Grosses délivrées RÉPUBLIQUE FRANÇAISE
aux parties le : AU NOM DU PEUPLE FRANÇAIS
COUR D'APPEL DE PARIS
3ème Chambre - Section A
ARRÊT DU 04 NOVEMBRE 2008
(no , pages)
Numéro d'inscription au répertoire général : 07/15133
Sur renvoi après cassation du 11 juillet 2006 d'un arrêt rendu le 28 janvier 2005 par la Cour d'Appel de PARIS (3ème Ch. B) RG : 03/22214 sur appel d'une ordonnance rendue le 04 novembre 2003 par M. le Juge Commissaire du Tribunal de Commerce de PARIS RG : 00/3905
DEMANDERESSE A LA SAISINE
S.A. IMMOBILIERE PARIS SUD - SIPS
prise en la personne de son Président directeur général
ayant son siège 66 Avenue d'Ivry
75013 PARIS
représentée par la SCP DUBOSCQ - PELLERIN, avoués à la Cour
assistée de Me Bernard CANCIANI et Me Matthieu CANCIANI, avocats au barreau de PARIS, toque : E 1193
DÉFENDERESSES A LA SAISINE
S.C.P. BROUARD et DAUDE-BROUARD, ès qualités de représentant des créanciers de la SOCIÉTÉ IMMOBILIÈRE PARIS SUD
ayant son siège 34 Rue Sainte-Anne
75040 PARIS CEDEX 01
représentée par la SCP PETIT LESENECHAL, avoués à la Cour
S.A.S CHAURAY CONTRÔLE
prise en la personne de ses représentants légaux
ayant son siège 29 Rue de Monceau
75008 PARIS
représentée par la SCP LAGOURGUE - OLIVIER, avoués à la Cour
assistée de Me Rémy GOMEZ, avocat au barreau de PARIS, toque L171
(Cabinet FRIED FRANK)
SOCIÉTÉ WHITE SAS
prise en la personne de ses représentants légaux
ayant son siège 53 Rue de Châteaudun
75009 PARIS
représentée par la SCP LAGOURGUE - OLIVIER, avoués à la Cour
assistée de Me Rémy GOMEZ, avocat au barreau de PARIS, toque L171
(Cabinet FRIED FRANK)
COMPOSITION DE LA COUR :
L'affaire a été débattue le 6 octobre 2008, en audience publique, devant la Cour composée de :
Madame Chantal CABAT, Présidente
Monsieur Henri LE DAUPHIN, Conseiller
Madame Marie-Paule MORACCHINI, Conseillère
qui en ont délibéré
Un rapport a été présenté à l'audience dans les conditions prévues à l'article 785 du code de procédure civile.
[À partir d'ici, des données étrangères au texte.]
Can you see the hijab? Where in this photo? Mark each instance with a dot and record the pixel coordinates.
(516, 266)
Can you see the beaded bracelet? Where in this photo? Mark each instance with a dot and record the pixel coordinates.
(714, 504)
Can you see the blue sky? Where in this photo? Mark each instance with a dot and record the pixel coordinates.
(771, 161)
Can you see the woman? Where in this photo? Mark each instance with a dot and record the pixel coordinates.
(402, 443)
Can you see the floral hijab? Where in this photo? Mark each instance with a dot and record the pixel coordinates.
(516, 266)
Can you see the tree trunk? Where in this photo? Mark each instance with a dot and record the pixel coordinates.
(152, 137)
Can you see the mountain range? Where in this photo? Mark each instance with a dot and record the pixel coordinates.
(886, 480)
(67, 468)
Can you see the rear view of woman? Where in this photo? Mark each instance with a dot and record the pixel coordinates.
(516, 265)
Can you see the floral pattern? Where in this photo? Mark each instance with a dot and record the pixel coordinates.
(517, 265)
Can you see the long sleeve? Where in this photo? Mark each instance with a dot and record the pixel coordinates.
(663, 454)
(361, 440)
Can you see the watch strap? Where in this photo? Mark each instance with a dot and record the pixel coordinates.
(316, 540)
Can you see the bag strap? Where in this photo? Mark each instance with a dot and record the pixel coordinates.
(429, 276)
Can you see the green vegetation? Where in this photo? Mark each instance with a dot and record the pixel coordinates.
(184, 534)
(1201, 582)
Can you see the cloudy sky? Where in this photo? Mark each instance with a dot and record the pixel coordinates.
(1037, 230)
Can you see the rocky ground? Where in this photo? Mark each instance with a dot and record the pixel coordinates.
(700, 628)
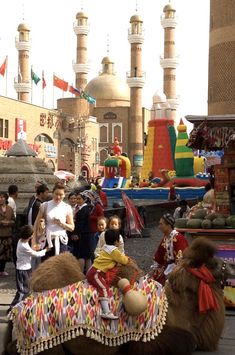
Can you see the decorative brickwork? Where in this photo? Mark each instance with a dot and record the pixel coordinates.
(221, 83)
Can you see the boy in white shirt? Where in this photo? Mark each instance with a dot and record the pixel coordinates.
(24, 254)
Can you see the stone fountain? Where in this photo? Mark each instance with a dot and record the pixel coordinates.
(23, 168)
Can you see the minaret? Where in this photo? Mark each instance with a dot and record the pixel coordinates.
(169, 61)
(183, 155)
(136, 81)
(22, 83)
(81, 68)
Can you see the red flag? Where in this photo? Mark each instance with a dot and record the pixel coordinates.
(74, 91)
(3, 67)
(59, 83)
(43, 81)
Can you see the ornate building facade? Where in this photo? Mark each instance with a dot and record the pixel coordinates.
(221, 83)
Greffière, lors des débats : Madame Marie-Claude HOUDIN
MINISTÈRE PUBLIC :
L'affaire a été communiquée au ministère public,
ARRÊT :
- CONTRADICTOIRE
- rendu publiquement par mise à disposition de l'arrêt au greffe de la Cour, les parties en ayant été préalablement avisées dans les conditions prévues au deuxième alinéa de l'article 450 du code de procédure civile.
- signé par Madame CABAT, présidente, et par Madame HOUDIN, greffière.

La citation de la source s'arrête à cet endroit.